Because if we were to stop at the surface, the picture would seem almost contradictory. On the one hand, we have oil prices that remain high, the Strait of Hormuz that is still essentially blocked, a Federal Reserve that isn’t cutting rates, a war that continues to loom in the background, and an earnings season that, at least in some cases, is revealing a market that is far less forgiving than in the past. On the other hand, however, stock indices continue to hover near all-time highs, as if the system as a whole were still managing to weather the storm of all this turmoil.

 

 

And this is precisely where the market’s message becomes interesting. Because it isn’t telling us that risks don’t exist.

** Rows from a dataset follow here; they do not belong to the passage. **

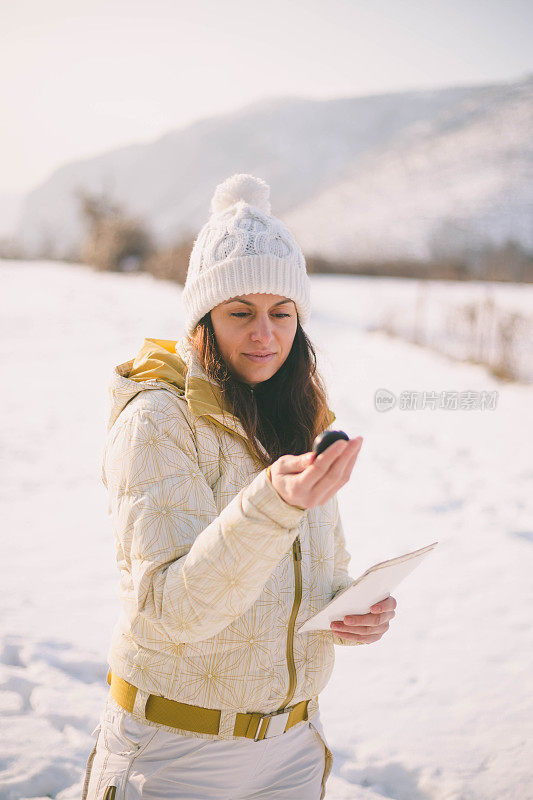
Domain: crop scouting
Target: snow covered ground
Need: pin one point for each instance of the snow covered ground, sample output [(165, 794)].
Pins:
[(442, 707)]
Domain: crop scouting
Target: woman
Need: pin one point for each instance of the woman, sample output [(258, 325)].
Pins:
[(227, 531)]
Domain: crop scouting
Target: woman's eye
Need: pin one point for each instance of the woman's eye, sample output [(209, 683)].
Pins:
[(245, 314)]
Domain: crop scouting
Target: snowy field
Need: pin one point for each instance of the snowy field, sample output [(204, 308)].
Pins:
[(442, 707)]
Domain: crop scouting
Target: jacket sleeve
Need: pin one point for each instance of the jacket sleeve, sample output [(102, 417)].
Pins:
[(341, 576), (193, 570)]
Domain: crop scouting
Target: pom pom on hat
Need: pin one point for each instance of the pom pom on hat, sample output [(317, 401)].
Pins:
[(245, 252), (241, 186)]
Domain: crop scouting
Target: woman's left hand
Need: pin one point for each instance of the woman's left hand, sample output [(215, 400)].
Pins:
[(366, 628)]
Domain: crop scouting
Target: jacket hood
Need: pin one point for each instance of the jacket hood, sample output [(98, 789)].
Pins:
[(175, 365)]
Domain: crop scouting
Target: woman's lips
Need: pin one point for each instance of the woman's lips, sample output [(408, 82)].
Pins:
[(260, 359)]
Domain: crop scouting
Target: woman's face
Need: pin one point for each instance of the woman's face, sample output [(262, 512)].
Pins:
[(251, 324)]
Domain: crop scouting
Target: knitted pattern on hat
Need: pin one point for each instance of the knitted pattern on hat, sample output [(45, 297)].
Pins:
[(243, 249)]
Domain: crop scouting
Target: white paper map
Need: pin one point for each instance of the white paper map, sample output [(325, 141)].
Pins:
[(372, 586)]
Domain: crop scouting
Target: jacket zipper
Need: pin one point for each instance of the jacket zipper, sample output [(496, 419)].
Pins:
[(297, 562)]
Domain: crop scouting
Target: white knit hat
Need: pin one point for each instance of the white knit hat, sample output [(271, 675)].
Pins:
[(242, 249)]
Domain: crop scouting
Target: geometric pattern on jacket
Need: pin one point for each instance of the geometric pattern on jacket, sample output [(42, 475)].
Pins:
[(204, 549)]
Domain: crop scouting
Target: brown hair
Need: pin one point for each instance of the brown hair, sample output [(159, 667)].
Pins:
[(287, 411)]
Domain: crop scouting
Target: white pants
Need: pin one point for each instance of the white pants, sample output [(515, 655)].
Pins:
[(153, 763)]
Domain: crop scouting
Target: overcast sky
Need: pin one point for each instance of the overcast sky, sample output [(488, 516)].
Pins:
[(80, 77)]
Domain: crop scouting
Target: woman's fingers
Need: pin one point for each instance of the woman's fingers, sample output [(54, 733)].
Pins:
[(330, 477), (307, 481)]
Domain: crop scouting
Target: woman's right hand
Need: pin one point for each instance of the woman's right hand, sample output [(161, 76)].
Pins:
[(309, 480)]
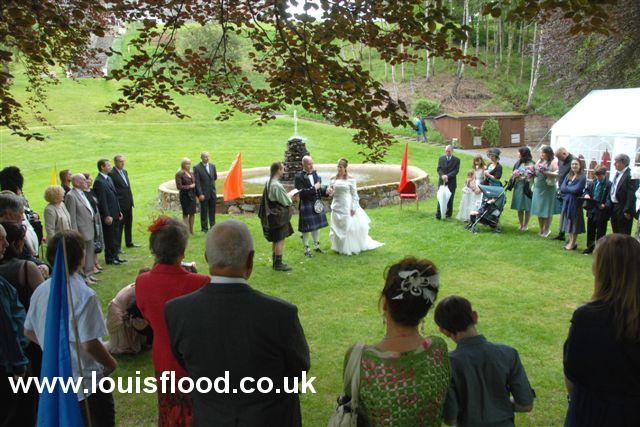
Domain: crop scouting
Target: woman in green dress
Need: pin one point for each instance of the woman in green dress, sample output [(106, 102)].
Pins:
[(544, 200), (275, 215), (404, 378), (521, 176)]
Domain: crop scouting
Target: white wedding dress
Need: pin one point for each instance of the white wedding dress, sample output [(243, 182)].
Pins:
[(349, 235)]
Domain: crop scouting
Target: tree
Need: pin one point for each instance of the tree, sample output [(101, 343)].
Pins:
[(298, 55)]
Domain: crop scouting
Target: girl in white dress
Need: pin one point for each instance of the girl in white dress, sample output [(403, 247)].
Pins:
[(349, 223), (471, 198)]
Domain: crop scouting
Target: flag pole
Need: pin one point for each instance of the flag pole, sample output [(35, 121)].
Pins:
[(74, 322)]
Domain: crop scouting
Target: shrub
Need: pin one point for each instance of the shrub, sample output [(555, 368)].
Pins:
[(491, 132), (426, 108)]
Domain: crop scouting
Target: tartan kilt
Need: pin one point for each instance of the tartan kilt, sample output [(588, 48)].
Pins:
[(308, 219)]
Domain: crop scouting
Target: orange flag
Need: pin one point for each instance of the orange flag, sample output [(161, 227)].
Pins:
[(233, 183), (403, 168)]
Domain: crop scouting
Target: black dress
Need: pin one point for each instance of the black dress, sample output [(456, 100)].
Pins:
[(187, 195), (605, 371)]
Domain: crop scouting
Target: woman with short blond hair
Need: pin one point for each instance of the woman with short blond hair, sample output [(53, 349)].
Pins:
[(602, 352), (56, 215)]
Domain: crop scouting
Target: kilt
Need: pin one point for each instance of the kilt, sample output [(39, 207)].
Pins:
[(309, 220)]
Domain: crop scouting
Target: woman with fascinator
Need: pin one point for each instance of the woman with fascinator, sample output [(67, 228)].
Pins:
[(349, 232), (403, 379)]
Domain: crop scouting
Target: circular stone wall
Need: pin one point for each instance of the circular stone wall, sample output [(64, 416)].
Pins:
[(371, 196)]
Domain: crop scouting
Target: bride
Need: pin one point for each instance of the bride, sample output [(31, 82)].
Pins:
[(349, 223)]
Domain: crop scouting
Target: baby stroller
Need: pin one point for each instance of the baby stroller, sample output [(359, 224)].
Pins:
[(493, 201)]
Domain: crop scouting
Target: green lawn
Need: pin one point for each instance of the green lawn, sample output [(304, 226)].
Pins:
[(524, 287)]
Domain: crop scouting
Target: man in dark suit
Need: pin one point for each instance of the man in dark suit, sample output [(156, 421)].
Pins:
[(205, 175), (564, 167), (120, 178), (622, 200), (228, 327), (597, 193), (109, 208), (448, 168)]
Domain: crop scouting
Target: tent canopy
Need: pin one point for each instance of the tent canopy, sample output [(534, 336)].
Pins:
[(614, 112)]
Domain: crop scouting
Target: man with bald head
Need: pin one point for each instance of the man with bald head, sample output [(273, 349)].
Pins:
[(227, 326), (83, 221), (205, 176), (312, 213), (448, 168)]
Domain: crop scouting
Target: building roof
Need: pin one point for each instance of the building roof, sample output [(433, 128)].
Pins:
[(479, 115), (613, 112)]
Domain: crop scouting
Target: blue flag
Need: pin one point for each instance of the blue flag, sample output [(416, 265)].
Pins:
[(58, 409)]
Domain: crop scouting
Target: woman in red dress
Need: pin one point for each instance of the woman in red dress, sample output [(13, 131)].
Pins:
[(165, 281)]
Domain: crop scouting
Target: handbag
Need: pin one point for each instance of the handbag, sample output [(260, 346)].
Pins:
[(346, 414)]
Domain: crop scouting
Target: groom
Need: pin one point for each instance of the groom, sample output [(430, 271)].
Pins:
[(448, 168), (309, 185)]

It’s telling us something more subtle, but also more important: at this stage, the dominant factor continues to be the trajectory of earnings.

 

 

But let’s start with the Fed, because the outcome of its latest meeting was less straightforward than it might have seemed. Rates remained unchanged, as widely expected, but the figure that really matters was the level of internal division. The vote ended 8 to 4, the widest split in many years. This tells us that the central bank finds itself in an awkward, almost deadlocked position.

 

 

On the one hand, there is an energy shock that risks making inflation more persistent. On the other hand, the economy continues to slow less than expected and, for that very reason, does not give the Fed a strong enough reason to move quickly toward a more accommodative stance.

 

 

The result is that the Fed is holding steady; in practice, we’re in a wait-and-see phase, and the market seems to have grasped this quite well.

Even on the geopolitical front, if you will, the market is showing a greater ability to absorb shocks than expected. Tension over oil remains very real. Trump has further hardened his stance toward Iran, there is open talk of a prolonged blockade of the Strait of Hormuz, and crude oil has quickly returned to the 0 range. Yet, despite all this, the stock market is not behaving as one would expect in a classic stagflationary scenario.

 

 

The reason is that part of the shock has already been absorbed. Not all Middle Eastern oil has actually come to a standstill. A significant portion of the flows has been rerouted, some has been rationed but not completely cut off, strategic reserves have been tapped, and, above all, the United States is now much less vulnerable to an energy shock than it was in the past.

 

PH | High oil prices, a steady Fed, a strong market: why?

 

This doesn’t mean that risk doesn’t exist. It does mean, however, that the market has likely already factored in a significant portion of this risk and has begun to look beyond it.

And when the market looks beyond, it always comes back to the same thing: earnings.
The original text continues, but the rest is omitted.